Wake up and smell the broccoli.
(And the coffee, while you can.) A lesson in food security from Uganda.
You won’t find any climate change deniers on the mountains of Uganda. Thirsty coffee trees don’t do fake news.
Nor does broccoli. When the rain fell too heavily on the plains of Spain in December 2016, washing away entire crops, broccoli and other vegetables disappeared from British supermarket shelves. Prices soared and bulk purchase limits were imposed.
It should have been a wake-up call. Food doesn’t appear in our shops by magic. We can’t take our greens for granted. Sadly the inconvenience of this inconvenient truth will be short-lived. We will hit a collective snooze button until the next alarm, which will be more urgent and more persistent.
Uganda’s coffee farmers don’t have the luxury of that kind of procrastination. Climate change is a clear and present danger at the point of origin.
In the Rwenzori Mountains, which form the border with the Democratic Republic of Congo in the west, leaf rust is affecting coffee trees at greater altitudes every year. This insidious progression doesn’t make for dramatic time-lapse images like a receding glacier but it is every bit as real, and its implications are every bit as profound.
As recently as 2012, in the Mount Elgon Range, which forms the border with Kenya in the east, it rained at 3pm for an hour and a half every day for eleven months of the year. In tropical east Africa, Mother Nature was the speaking clock. (At the third drop it will be three o’clock precisely.)
By contrast the torrential rains of February 2017 marked the end of three months of drought which, despite the best efforts of the region’s farmers, had left coffee trees looking withered and stressed. To add insult to injury the rain washed away vulnerable, dry topsoil. The environment is getting worse for coffee and better for coffee diseases. Yields and quality will be adversely affected.
Konrad Brits, CEO of Falcon Coffees, speculated to me that the blankets of coffee covering the mountains will quickly dwindle to a few, high-altitude islands. He foresees a not too distant future in which high quality coffee is the preserve of billionaire oligarchs. There was irony in that statement, given that many of those same oligarchs have vested financial or political interests in climate change denial, but there was barely a trace of hyperbole.
Wake up and smell the coffee while you can.
I tagged along with Konrad on a week long visit to Uganda. He was working. I was a coffee tourist. It was an eye-opener. Climate change and poverty at origin are the main enemies of sustainable food production.

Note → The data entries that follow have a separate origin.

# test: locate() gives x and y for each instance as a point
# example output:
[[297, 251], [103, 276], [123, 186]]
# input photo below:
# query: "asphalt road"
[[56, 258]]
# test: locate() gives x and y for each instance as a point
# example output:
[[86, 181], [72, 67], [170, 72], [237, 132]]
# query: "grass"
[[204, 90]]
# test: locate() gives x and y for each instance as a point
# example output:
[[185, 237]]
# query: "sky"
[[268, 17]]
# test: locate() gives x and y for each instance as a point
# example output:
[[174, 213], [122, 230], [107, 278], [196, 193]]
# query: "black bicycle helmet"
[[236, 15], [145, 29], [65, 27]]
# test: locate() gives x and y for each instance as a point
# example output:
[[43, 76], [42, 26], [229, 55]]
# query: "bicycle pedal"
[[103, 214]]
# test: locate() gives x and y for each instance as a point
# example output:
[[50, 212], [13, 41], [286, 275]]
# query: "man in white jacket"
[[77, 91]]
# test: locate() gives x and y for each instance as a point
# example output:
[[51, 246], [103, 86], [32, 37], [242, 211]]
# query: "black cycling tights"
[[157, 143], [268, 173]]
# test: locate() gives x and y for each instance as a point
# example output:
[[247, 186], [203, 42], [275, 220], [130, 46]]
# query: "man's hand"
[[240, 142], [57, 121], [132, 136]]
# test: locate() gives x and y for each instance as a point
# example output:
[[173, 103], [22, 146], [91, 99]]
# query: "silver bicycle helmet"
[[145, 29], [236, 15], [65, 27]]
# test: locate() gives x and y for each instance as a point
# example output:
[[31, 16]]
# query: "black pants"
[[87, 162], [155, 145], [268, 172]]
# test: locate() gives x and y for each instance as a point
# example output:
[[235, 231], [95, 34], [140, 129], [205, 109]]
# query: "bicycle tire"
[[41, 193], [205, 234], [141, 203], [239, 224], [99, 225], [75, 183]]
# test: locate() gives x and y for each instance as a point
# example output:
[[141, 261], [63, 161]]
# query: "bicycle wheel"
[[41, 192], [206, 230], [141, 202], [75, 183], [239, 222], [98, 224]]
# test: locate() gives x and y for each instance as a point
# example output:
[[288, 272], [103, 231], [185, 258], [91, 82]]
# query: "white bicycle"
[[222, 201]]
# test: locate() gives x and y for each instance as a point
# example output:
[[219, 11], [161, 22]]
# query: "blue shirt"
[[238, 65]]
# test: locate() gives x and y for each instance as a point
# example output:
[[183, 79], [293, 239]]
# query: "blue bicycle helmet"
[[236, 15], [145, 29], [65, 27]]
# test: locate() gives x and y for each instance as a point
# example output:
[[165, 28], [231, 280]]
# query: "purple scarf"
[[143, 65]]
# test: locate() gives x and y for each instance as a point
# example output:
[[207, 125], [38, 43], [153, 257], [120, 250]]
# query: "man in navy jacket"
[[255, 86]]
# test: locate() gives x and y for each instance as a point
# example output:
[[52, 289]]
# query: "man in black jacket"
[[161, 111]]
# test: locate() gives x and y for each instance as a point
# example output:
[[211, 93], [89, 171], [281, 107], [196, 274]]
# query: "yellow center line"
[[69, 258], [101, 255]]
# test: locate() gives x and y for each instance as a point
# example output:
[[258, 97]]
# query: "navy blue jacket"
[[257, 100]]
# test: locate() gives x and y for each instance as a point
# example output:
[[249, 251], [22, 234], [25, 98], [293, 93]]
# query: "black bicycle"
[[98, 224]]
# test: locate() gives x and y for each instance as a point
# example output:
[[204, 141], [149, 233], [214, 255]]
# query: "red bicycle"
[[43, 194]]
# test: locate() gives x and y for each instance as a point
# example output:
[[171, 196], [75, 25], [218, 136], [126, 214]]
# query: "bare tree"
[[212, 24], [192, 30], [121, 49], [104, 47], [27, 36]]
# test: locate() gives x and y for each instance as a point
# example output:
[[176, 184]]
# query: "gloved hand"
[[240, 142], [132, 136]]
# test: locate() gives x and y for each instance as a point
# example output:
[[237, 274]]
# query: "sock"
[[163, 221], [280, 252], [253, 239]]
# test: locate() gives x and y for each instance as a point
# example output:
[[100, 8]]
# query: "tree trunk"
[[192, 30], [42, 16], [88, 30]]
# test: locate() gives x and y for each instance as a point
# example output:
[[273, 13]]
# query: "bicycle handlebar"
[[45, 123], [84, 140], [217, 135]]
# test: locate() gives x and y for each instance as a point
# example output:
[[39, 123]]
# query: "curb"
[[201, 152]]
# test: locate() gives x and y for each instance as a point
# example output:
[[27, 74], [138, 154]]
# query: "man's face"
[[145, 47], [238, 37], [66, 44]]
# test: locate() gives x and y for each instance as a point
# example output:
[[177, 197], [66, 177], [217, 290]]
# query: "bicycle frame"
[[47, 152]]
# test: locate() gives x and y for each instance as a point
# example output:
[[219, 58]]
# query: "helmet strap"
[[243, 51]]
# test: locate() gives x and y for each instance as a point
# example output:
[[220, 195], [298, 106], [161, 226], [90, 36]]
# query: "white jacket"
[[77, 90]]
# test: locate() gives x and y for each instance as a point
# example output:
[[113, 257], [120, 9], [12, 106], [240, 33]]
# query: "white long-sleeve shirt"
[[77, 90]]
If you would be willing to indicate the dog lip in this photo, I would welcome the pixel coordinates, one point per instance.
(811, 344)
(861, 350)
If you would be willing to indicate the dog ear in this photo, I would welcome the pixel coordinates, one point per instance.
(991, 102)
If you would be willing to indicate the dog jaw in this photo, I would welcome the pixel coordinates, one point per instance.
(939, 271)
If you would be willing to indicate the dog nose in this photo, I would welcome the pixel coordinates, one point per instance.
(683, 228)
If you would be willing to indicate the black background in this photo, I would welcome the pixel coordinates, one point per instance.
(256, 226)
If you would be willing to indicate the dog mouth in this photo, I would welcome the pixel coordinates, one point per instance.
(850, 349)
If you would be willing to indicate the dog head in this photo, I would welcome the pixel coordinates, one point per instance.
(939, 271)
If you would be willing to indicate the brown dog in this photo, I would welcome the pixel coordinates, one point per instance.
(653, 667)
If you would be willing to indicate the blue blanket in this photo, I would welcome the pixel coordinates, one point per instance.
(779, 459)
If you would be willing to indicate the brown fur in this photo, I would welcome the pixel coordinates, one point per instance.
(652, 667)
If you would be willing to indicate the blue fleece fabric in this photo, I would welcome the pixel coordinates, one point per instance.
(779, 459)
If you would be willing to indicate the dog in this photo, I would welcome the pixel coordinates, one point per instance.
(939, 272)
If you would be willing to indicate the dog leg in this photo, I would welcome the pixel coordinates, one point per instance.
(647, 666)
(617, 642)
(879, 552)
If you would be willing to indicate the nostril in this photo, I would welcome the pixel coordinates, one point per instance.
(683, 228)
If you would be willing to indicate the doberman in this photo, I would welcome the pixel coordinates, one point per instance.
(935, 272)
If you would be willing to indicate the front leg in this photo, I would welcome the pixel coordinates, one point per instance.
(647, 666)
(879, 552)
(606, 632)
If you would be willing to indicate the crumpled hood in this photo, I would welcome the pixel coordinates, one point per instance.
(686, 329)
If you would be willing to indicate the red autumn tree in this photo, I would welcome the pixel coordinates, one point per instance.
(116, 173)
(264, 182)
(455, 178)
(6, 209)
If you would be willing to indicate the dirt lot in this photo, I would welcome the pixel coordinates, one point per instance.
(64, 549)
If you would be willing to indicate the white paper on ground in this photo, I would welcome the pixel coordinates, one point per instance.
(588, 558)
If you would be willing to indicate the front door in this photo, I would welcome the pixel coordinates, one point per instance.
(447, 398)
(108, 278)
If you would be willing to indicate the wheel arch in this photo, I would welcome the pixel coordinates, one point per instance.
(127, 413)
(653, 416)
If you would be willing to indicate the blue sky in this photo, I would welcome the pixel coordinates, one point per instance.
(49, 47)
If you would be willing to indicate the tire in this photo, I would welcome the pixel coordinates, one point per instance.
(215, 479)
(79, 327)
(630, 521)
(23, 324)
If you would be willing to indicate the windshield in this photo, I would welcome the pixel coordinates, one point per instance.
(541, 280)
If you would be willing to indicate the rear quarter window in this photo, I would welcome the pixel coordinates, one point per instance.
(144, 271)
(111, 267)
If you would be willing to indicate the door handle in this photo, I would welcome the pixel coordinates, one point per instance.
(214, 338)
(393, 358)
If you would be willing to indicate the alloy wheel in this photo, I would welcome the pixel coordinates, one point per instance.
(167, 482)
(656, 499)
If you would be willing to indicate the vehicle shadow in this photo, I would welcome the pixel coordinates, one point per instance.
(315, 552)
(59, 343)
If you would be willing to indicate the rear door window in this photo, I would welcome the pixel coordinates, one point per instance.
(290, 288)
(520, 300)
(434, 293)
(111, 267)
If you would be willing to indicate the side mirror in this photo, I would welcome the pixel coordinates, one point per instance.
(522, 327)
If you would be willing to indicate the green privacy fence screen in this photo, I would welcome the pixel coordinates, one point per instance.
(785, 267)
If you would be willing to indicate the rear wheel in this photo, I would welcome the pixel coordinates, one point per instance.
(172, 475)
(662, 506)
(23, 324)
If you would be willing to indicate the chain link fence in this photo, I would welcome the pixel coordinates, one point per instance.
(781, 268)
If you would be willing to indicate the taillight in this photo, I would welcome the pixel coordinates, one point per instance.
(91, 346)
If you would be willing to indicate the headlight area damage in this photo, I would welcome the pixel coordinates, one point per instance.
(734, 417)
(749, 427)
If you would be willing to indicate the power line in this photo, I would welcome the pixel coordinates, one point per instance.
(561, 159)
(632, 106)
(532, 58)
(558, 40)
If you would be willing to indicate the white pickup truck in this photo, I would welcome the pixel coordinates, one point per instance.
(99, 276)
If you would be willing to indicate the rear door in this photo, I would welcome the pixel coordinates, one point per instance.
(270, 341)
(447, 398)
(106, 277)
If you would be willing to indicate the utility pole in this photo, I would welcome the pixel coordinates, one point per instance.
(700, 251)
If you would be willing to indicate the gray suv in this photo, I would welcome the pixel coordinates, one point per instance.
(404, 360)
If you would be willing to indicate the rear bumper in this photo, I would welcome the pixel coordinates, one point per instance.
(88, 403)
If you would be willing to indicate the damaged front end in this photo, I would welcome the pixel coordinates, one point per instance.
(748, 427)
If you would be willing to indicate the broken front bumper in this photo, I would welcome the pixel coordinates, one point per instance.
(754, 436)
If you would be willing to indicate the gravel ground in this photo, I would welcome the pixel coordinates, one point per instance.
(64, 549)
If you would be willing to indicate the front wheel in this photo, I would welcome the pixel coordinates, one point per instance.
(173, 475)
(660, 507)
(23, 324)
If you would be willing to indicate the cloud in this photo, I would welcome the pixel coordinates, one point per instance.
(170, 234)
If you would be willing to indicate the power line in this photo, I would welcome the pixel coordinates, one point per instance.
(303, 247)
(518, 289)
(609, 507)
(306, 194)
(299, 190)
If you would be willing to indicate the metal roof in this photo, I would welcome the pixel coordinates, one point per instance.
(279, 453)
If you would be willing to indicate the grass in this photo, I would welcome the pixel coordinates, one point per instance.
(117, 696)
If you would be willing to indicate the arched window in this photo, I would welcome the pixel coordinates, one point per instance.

Also tagging along, but anything but a tourist, was Dr Tim Shilling. Tim is CEO of World Coffee Research, a not for profit organisation working to ensure the future of coffee and coffee farmers. We were all the guests of Great Lakes Coffee, a third generation family company that sources and mills green (not roasted) coffee from Ugandan farmers.
Falcon, Great Lakes Coffee and World Coffee Research have a shared agenda to protect and improve the livelihoods of small-hold farmers. And, to that end, Tim was in Uganda to work with farmers and agronomists to establish a programme of in-situ experiments with potentially disease-resistant coffee varieties. These new varieties are the product of natural, hybrid breeding rather than genetic modification. Hopefully the initiative will buy some time to address apparently inexorable climate deterioration at a more fundamental level.
It is too easy and too convenient to view climate change as tomorrow’s problem. It is real, it is important, but it is not as urgent as the more immediate and pressing concerns of daily life. Not when there is coffee in our cups and broccoli on our plates. This is its own form of denial.
Broccoli rationing is a sure sign that we need to reboot our relationship with food. Our geographic remove from the the point of origin and the people who produce is no excuse to be intellectually or emotionally remote.
For a start the language is all wrong. Coffee is not a commodity. It is a precious and fragile gift. And these are not abstract supply chains. They are circles of human life and international trade that connect us to very important but ridiculously undervalued people in fragile high places.
These people and the fruits of their labours need to be better appreciated, conspicuously celebrated and fiercely protected.